Yes I knew what you meant @SecondHandFurniture don't worry. I knew ahead of time she was going to leave him but she seemed a bit rabbit in headlights and didn't listen when I told her she needed to protect herself.

OP posts:
TheSnowyOwl · 12/02/2024 22:25

She can take her ID and go to the bank to ask for copies of statements (she may need to pay a small fee) and then she should have an idea of what money was in what accounts (unless they weren't in joint names).

Some solicitors will provide a free hour and legal advice is definitely what she needs right now.

Moier · 12/02/2024 22:26

Get half hour Free solicitor's advice..
He will be made to pay and be back paid..
Also She's entitled to half the house contents.
It's on average a 6 year waiting list for a council house ..( although many are now classed as housing association not council).

SecondHandFurniture · 12/02/2024 22:26

It's pretty easy to be skint on a salary of £55k in the South East with 2 "very young children" as the OP says. That's about £3,400 take home. Average rent in the SE (shared ownership requires a rental payment and hefty service charge as well as mortgage payment) is £1,300ish. Add in nursery for 2 at approx £70 a day in that area, energy bills, food, council tax/water/insurances/travel to work and deductions for student loan and pension.

GettingBetter2024 · 12/02/2024 22:28

55 is above average though? More than lots of 2 parent 2 kid families are on....

HangingOnJustAbout · 12/02/2024 22:29

Assuming he's salaried CMS can have it paid directly.

Is she getting divorced? Get that done ASAP to split assets including the savings he's squirrelled away.

She's on a good salary, lots of 2 parent household will be on similar. It's shameful that the cost of living means people can't live on that any more.

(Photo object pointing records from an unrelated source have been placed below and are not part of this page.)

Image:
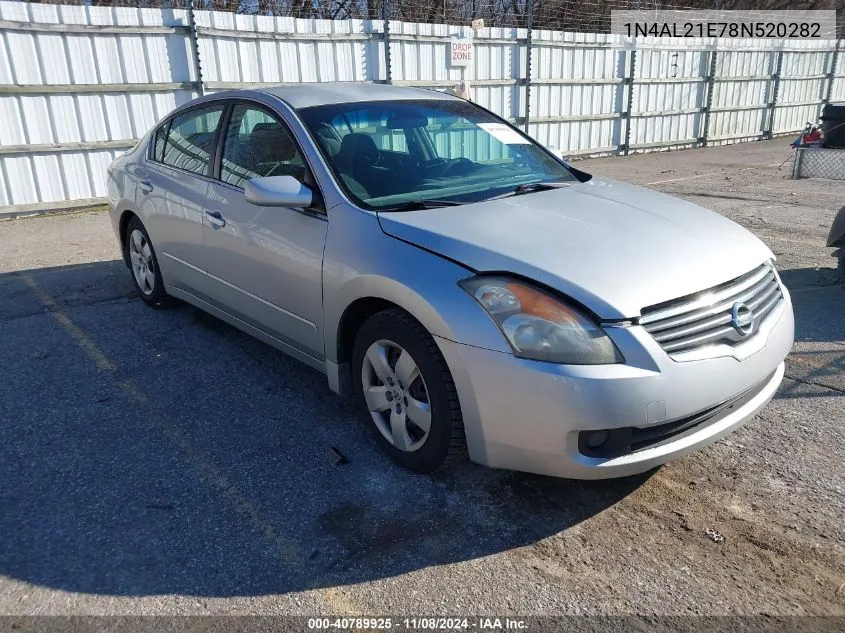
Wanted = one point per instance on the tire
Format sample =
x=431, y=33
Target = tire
x=148, y=280
x=396, y=332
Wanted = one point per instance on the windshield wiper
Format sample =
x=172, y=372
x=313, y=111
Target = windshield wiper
x=531, y=187
x=418, y=205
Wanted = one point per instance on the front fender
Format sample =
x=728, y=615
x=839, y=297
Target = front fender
x=361, y=261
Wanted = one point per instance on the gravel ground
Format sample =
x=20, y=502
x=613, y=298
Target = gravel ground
x=160, y=462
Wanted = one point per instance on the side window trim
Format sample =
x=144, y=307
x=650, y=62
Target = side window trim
x=217, y=161
x=151, y=153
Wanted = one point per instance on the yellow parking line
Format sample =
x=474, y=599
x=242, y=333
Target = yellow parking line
x=207, y=471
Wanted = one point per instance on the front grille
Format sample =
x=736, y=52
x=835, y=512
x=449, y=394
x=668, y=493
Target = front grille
x=704, y=318
x=631, y=439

gemini1990 · 12/02/2024 22:29

Yeah I'm on Mat leave now, just outside M25, DH earns 50k ish and we are broke - doesn't go far around here at all.

OP posts:
FirstTimeMum887 · 12/02/2024 22:29

Not paying for a solicitor is a false economy. You should advise her to pay for one because they'll get her a lot more money and save her having to communicate with ex.

gemini1990 · 12/02/2024 22:30

Our nursery is £90 a day for context which is the norm where we are.

OP posts:
bombastix · 12/02/2024 22:33

Look if he's rich then you don't go via CMS. You go to court. You can get an order for maintenance and keep it there. She needs a lawyer. Even a joint account can be reasonable evidence of income and lifestyle. But you have to assert the right to it. The court will award it.

The state otherwise doesn't care; there are many people worse off than your friend. She can fight for her kids. It will make a difference to their lives if she does.

Pigglyplaystruant99 · 12/02/2024 22:35

BCBird · 12/02/2024 21:48

We should be publically shaming those people who won't pay for their children. A billboard outside his house or local.pub would be ideal

So do I. Especially the ones who leave a PAYE job and go self employed thus claiming no income.

Pigglyplaystruant99 · 12/02/2024 22:36

May be a long shot, but sometimes you can ask a local University if they have any Law students who would be willing to represent her for a reduced fee?